For Lucia Muniz, a member of the Flatbush Tenant Coalition who has lived in her Ditmas Park apartment for seven years, rising rents are the reason she has not yet left her current home. With mold, leaks, mice, a daughter with asthma, and a landlord who has not addressed any of her concerns, she is anxious to find a new place. “This building is really bad. When I say that, I really mean it. Trust me,” she says. “I’m working and my husband is working and even with two salaries, we can’t afford to live in a different place.”
She calls last year’s rent freeze “a huge victory,” one that allowed her to pay her bills and better support her children. But last night, she was looking for more. Would she also consider this year’s freeze a victory? “We want a rollback in the rent. And we’re going to keep fighting until we get it.”

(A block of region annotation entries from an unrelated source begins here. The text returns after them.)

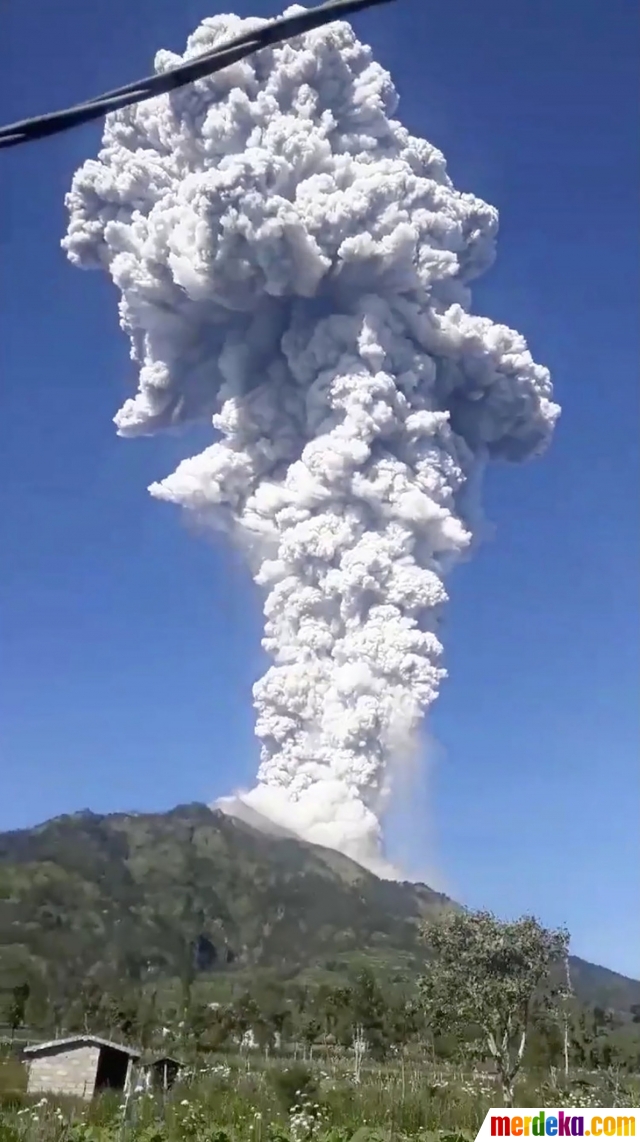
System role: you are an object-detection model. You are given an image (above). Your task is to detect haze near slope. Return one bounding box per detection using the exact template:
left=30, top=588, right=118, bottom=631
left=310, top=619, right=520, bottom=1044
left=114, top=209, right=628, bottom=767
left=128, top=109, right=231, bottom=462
left=0, top=805, right=640, bottom=1011
left=64, top=9, right=559, bottom=870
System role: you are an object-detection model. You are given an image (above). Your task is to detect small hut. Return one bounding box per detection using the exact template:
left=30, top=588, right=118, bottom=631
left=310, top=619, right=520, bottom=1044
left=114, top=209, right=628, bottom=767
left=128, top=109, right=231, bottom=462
left=23, top=1035, right=141, bottom=1099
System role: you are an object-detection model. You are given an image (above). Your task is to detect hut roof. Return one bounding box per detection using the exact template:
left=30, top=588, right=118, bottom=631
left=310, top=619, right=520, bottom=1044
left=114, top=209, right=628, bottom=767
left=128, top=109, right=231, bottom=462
left=23, top=1035, right=141, bottom=1059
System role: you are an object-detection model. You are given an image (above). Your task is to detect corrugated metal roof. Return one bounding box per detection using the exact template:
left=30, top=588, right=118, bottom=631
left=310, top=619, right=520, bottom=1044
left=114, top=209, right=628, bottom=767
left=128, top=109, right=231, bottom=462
left=23, top=1035, right=142, bottom=1059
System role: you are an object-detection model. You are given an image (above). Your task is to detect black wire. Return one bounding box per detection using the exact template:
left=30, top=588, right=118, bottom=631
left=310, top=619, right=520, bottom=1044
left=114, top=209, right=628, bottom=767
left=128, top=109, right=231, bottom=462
left=0, top=0, right=397, bottom=147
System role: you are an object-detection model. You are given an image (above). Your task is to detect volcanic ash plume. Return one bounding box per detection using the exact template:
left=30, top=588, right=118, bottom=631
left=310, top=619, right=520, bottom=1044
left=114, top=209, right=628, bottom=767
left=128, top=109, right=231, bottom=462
left=64, top=9, right=559, bottom=868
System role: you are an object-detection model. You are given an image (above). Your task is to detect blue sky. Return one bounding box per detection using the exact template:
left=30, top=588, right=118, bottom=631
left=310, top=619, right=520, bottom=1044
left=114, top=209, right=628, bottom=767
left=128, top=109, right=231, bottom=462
left=0, top=0, right=640, bottom=974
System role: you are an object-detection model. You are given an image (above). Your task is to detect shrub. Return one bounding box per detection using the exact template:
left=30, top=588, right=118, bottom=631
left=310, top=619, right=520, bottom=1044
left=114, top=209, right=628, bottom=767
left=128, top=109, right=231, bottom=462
left=272, top=1063, right=318, bottom=1112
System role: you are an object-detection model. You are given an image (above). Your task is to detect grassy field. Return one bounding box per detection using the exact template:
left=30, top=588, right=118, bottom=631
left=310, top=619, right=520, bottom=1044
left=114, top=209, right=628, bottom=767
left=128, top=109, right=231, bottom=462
left=0, top=1056, right=640, bottom=1142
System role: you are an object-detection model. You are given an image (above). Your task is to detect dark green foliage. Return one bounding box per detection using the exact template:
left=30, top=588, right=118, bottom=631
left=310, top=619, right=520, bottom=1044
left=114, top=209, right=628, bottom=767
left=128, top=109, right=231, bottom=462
left=271, top=1062, right=318, bottom=1110
left=0, top=805, right=640, bottom=1053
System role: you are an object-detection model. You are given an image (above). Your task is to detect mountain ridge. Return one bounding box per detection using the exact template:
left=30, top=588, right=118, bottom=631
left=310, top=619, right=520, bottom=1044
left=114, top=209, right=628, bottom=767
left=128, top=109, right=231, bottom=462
left=0, top=803, right=640, bottom=1012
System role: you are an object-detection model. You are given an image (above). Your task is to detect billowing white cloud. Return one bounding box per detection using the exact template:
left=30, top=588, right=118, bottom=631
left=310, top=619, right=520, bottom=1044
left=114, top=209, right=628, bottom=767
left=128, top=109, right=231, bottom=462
left=64, top=9, right=559, bottom=869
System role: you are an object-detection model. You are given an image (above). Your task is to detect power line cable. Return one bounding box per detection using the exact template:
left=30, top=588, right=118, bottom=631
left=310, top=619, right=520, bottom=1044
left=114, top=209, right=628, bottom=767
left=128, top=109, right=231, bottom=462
left=0, top=0, right=390, bottom=147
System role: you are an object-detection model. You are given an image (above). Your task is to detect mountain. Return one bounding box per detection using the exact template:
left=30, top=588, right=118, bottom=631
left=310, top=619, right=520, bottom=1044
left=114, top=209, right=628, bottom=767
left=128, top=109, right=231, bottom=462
left=0, top=804, right=640, bottom=1011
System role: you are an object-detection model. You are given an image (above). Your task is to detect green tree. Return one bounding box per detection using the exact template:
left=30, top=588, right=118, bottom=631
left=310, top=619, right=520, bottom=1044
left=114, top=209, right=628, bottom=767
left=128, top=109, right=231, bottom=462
left=419, top=910, right=569, bottom=1105
left=7, top=981, right=31, bottom=1039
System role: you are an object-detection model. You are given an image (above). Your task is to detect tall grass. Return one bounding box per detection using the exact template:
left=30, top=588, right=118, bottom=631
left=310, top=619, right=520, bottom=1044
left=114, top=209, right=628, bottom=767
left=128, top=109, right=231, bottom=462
left=0, top=1056, right=640, bottom=1142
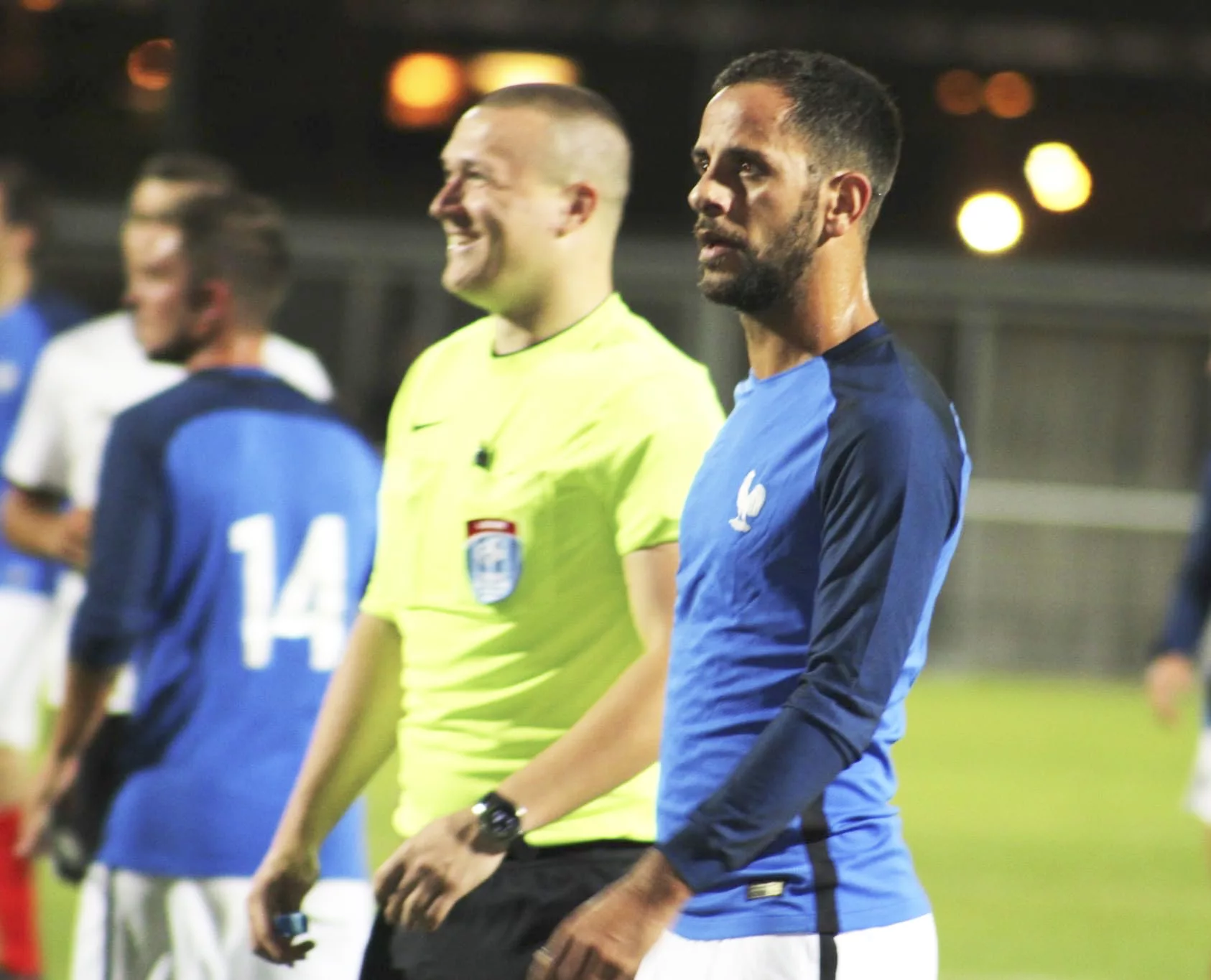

Angela Pham, a volunteer with the Metropolitan Council on Housing’s Tenants’ Rights Telephone Hotline, has heard countless tales like Muniz’s. “You hear so many of these stories over time, you start to really understand that there’s a very big problem here,” Pham says. “The day that the landlords have to have their own help hotline, I’ll believe that they shouldn’t have a rollback this year.”